In tackling what could be a very dry subject,  Harari expertly navigates the waters of education, humour, and interest. Throughout the book he discusses theories, facts, and reframes history in ways that make you question the basic tenets of our species. In an early example in the book, Harari posits that humans didn’t domesticate wheat – wheat actually domesticated humans.


“Think for a moment about the Agricultural Revolution from the viewpoint of wheat. Ten thousand years ago wheat was just a wild grass, one of many, confined to a small range in the Middle East. Suddenly, within just a few short millennia, it was growing all over the world. According to the basic evolutionary criteria of survival and reproduction, wheat has become one of the most successful plants in the history of the world.”

“How did this grass turn from insignificant to ubiquitous?”

“Wheat did it by manipulating Homo Sapiens to its advantage. This ape had been living a fairly comfortable life hunting and gathering until about 10,000 years ago, but then began to invest more and more effort in cultivating wheat.. Within a couple of millennia, humans in many parts of the world were doing little from dawn to dusk other than taking care of wheat plants. It wasn’t easy. Wheat demanded a lot of them. Wheat didn’t like rocks and pebbles, so Sapiens broke their backs clearing fields. Wheat didn’t like sharing its space, water and nutrients with other plants, so men and women laboured long days weeding under the scorching sun. Wheat got sick, so Sapiens had to keep watch out for worms and blight. Wheat was defenseless against other organisms that liked to eat it, from rabbits to locust swarms, so the farmers had to guard and protect it. Wheat was thirsty, so humans lugged water from springs and streams to water it. Its hunger even impelled Sapiens to collect animal faeces to nourish the ground in which wheat grew.”


In Sapiens, Harari covers the entire history of our species, from our early days foraging on the African plain to a theoretical future of genetically engineered humans that may even grow beyond Homo sapiens. The book is broken up into four parts: The Cognitive Revolution, The Agricultural Revolution, The Unification of Humankind, and The Scientific Revolution. As he travels through time, he discusses our transformation from hunter-gatherers to agrarian societies and then from the village to the empire, and finally, as masters of the atom.

This is a history book, of sorts. Harari discusses the factors that unified humankind (money, imperialism, and religion) and the revelations that kicked off our greatest age of discovery and led us to launch sapiens to the moon and then theorizes where our species may be heading into the future. Each of these sections is enhanced with real, entertaining stories from history. Sapiens has the feel of an academic text, but is as entertaining as a novel. As I read the book I often burst out to those around me “Listen to this! I had no idea!” You may not agree with all of his conclusions, but they will certainly spark interesting conversations.

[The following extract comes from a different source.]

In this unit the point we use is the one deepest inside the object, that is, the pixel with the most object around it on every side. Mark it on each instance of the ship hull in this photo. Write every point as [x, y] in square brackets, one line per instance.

Sapiens: A Brief History of Humankind doesn’t get bogged down with the trivial details that made your anthropology textbook so dull. Harari weaves together a rich story that will make you question many of the things that you thought you knew about your own species, while also helping to make sense of some of the more unusual things that we all deal with on a day to day basis.

This book is a must read. I came across it because it was on a few reading lists (including Bill Gates’ list) and I’m very happy to add it to my bookshelf. I suspect that I will be buying multiple copies of the book to give to friends as we discuss the ideas and conclusions that Harari lays out over the course of 416 pages.